Please follow the instructions below to complete the installation on R 2.12.x:

  1. After you have installed a proper version of R, you need to open the R console to prepare R to support being accessed by RapidMiner. You have to install rJava available on CRAN by typing the following command on the console:
    install.packages("rJava")
  2. You should now type .libPaths() and note the listed directories. One of them is used to store the rJava package and you will need to remember it when RapidMiner starts.
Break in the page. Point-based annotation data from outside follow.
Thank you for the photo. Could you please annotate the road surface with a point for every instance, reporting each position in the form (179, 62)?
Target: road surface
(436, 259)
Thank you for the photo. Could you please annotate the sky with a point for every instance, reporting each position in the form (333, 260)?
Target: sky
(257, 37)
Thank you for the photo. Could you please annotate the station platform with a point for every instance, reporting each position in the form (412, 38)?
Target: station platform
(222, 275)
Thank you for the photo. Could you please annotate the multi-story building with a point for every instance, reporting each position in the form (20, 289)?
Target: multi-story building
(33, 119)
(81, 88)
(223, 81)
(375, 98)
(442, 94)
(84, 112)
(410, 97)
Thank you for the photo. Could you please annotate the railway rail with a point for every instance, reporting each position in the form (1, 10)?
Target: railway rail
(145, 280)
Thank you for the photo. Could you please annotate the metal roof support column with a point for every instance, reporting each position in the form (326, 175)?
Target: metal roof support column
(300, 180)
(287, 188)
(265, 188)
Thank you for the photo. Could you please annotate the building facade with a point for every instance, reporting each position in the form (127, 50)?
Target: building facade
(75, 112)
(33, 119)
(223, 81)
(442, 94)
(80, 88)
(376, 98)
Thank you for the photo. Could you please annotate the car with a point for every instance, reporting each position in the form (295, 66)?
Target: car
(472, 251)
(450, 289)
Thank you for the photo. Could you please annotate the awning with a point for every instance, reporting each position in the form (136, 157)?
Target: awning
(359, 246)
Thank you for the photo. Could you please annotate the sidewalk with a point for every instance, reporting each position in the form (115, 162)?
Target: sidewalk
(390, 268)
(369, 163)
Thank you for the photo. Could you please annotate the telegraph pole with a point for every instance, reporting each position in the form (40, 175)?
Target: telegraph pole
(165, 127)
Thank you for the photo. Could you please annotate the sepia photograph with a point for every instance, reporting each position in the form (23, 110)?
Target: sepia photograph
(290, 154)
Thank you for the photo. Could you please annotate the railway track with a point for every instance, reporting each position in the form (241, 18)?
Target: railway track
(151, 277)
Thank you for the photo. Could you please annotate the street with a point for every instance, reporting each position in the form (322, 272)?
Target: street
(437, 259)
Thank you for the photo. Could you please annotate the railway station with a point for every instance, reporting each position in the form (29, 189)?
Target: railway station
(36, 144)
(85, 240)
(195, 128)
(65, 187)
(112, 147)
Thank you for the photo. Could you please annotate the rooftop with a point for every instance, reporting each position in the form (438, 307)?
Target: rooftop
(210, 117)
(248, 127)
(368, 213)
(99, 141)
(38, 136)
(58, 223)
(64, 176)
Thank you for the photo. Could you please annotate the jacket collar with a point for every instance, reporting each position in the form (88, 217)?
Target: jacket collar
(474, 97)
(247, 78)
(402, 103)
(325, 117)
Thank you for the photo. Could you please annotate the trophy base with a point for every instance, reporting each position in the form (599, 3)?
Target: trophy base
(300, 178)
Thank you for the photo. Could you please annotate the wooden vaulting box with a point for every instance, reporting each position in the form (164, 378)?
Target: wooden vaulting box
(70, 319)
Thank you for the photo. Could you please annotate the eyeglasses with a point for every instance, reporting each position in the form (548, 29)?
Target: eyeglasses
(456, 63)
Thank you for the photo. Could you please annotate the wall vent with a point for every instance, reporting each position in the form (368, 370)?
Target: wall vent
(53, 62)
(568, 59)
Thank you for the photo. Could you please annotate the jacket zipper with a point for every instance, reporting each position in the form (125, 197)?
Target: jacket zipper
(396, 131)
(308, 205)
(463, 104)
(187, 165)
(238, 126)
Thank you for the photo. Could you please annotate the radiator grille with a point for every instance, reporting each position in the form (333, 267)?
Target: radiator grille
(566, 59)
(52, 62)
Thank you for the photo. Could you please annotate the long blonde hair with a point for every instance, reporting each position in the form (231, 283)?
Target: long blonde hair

If finished successfully, R is prepared for RapidMiner.
  3. Now you have to make sure, that RapidMiner can find the program libraries of R by adding it to the PATH environment variable of your operating system: Add <R installation directory>/bin/<architecture> to the PATH variable on Linux systems or <R installation directory>\bin\<architecture> on Windows machines. The architecture depends on the architecture of RapidMiner. If you want to execute 32bit RapidMiner, you must set the path to the i386 subdirectory, otherwise choose the x64 subdirectory. This directory must contain the dynamic link library of R and all dependent libraries, which is called libR.so, R.so or R.dll depending on your operating system. Make sure that you only have one version of each libary in the PATH. Otherwise the first version found will be used, which might not be of the correct architecture.
  4. If you don't already have a valid JAVA_HOME environment variable pointing to the installation directory of your java, you need to create it. If you don't have java installed on your computer, point it to <RapidMiner installation directory>/jre. You have to make sure, that the java is of the same architecture as R and RapidMiner, either 32bit or 64bit.
  5. If you don't already have a valid R_HOME environment variable pointing to the installation directory of R, you need to create it. Be careful that this points to the actual used R directory, so that the architecture matches.
  6. Now you can configure RapidMiner. If you click on Next, you will be asked to enter the path to the jri library that has been installed with rJava. This is located in one of the .libpath directories noted above and more exact in <libpath directory>/rJava/jri/. The filename depends on your operating system and is jri.dll on Windows and libjri.so or jri.so on Unix.
    On R 2.12.x there are 32 and 64 bit versions of the libary present in the i386 or x64 subdirectories. Please make sure that the one in the top directory is of the correct architecture.
  7. If you have selected the file, RapidMiner will exit, since the new environment variables are still unknown and you need to restart the program manually. If you have started RapidMiner from console or another program, please restart the console or the program as well.

If the new R Perspective has been added after restart, everything runs just fine. If not this dialog will show up again, please check if the file is in the correct directory, is accessible by RapidMiner, if the path is set to the correct R version and if all environment variables have been adapted correctly.
If you don't manage to get it to run, please refer to our community forum. You can prevent this message from popping up every time by deactivating the R Extension in the Help / Manage Extension Menu.